Planetary solar systems form closer to stars

Dec 12, 2007 09:40 GMT  ·  By

The configuration of the solar system as observed today poses some serious questions about how the planets might have evolved from the protoplanetary disk spinning around the Sun, as current models cannot yet explain how a planet the size of Jupiter could have formed in only a few million years, while predictions regarding Neptune and Uranus suggest that they might have needed more than a billion years to evolve into gas giants.

Our Sun and the planets orbiting it formed from a so-called solar nebula, a large cloud of dust and gas that collapsed under the influence of the gravitational field it generated. As more and more matter was drawn towards the object forming in the center of the nebula, it quickly evolved into a star and the remnant material was compacted into a thin protoplanetary disk spinning around it, which eventually spawned planets.

However, calculations on the density of the solar nebula from which the solar system formed and that of the protoplanetary disk, critical when determining how long it took for the planets to form and what type of chemical elements they contain, reveal that they do not match the measurement made on the composition of the Sun.

Most of the research done in this area for the last 30 years involved the estimation of the density of the minimum mass nebula necessary to create the solar system.
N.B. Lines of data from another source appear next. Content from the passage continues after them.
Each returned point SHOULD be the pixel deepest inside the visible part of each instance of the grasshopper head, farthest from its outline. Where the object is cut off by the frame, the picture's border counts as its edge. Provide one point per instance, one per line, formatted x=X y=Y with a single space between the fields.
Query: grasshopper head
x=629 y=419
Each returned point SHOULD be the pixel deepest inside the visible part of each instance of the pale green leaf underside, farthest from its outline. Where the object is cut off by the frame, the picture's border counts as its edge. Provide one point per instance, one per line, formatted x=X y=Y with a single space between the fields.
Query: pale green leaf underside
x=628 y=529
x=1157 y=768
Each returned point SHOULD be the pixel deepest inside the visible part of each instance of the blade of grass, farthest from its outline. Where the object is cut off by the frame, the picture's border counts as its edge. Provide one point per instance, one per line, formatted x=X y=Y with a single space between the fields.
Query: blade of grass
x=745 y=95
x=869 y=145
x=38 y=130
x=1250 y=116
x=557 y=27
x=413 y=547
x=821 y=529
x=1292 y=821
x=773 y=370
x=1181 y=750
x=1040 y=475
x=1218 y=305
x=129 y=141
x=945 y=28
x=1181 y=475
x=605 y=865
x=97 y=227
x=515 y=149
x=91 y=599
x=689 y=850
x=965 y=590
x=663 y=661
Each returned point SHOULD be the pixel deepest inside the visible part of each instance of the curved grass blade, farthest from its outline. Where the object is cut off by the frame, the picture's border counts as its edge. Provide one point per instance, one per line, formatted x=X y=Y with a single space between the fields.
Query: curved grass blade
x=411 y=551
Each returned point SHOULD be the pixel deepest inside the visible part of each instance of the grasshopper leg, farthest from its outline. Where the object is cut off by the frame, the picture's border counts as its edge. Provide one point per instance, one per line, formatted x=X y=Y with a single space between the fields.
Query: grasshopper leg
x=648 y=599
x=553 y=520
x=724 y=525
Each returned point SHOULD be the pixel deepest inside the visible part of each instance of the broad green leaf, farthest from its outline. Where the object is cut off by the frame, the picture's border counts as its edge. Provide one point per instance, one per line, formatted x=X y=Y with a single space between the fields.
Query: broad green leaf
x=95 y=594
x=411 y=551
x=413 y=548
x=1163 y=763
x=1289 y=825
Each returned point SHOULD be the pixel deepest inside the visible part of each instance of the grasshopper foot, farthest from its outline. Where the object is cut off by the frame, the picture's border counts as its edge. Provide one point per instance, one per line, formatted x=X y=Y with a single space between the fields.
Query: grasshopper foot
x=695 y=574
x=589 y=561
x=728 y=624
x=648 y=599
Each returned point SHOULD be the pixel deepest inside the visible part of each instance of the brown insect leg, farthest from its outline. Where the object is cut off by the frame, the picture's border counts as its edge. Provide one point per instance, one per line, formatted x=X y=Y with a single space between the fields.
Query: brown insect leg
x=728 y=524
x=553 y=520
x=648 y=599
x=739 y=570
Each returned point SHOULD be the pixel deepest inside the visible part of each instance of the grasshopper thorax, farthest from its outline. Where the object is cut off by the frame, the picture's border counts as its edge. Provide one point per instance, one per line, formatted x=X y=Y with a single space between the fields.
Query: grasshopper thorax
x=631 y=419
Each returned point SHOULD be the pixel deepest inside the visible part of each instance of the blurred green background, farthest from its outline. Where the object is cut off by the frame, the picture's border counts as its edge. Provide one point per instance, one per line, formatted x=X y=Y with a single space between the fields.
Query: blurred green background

The basic principle behind the measurement consists in analyzing the heavy components of every planet, and adding extra quantities of hydrogen and helium gas, until the composition closely resembled that observed in the Sun. However, though this method approximates the observed configuration of the solar system, it has certain flaws in its design as it suggests that the matter in the protoplanetary disk would be too scattered to allow the planet formation process.

An alternative model for the formation of the solar system could be provided by the Nice model that explains part of the planetary formation of the gas giants, as well as the small objects observed in the Kuiper Belt and the comets that have orbits that take them in the outermost regions of the solar system, by postulating that Jupiter and the other large planets beyond its orbit actually formed much closer together than they currently are.

Computer simulations suggest for example that Neptune might have formed at a distance of less than half its current orbit and could have possibly switched places with the planet Uranus. By doing so, the density of the protoplanetary disk would present smaller variations. However, this implies that opposing the previous available theory, the density of the nebula would have been much greater, enabling the planets to form faster. Furthermore, the model suggests that the remnant material that creates the protoplanetary disk is cleaned up rather fast in most of the forming solar systems and can't exist for more that 10 million years.

The Nice model explaining the forming of the solar system also revealed that the density of the protoplanetary disk can be greatly affected by the influence of the so-called photoevaporation process, through ultraviolet radiation emitted by the close massive stars, pushing matter to the outer regions of the solar system.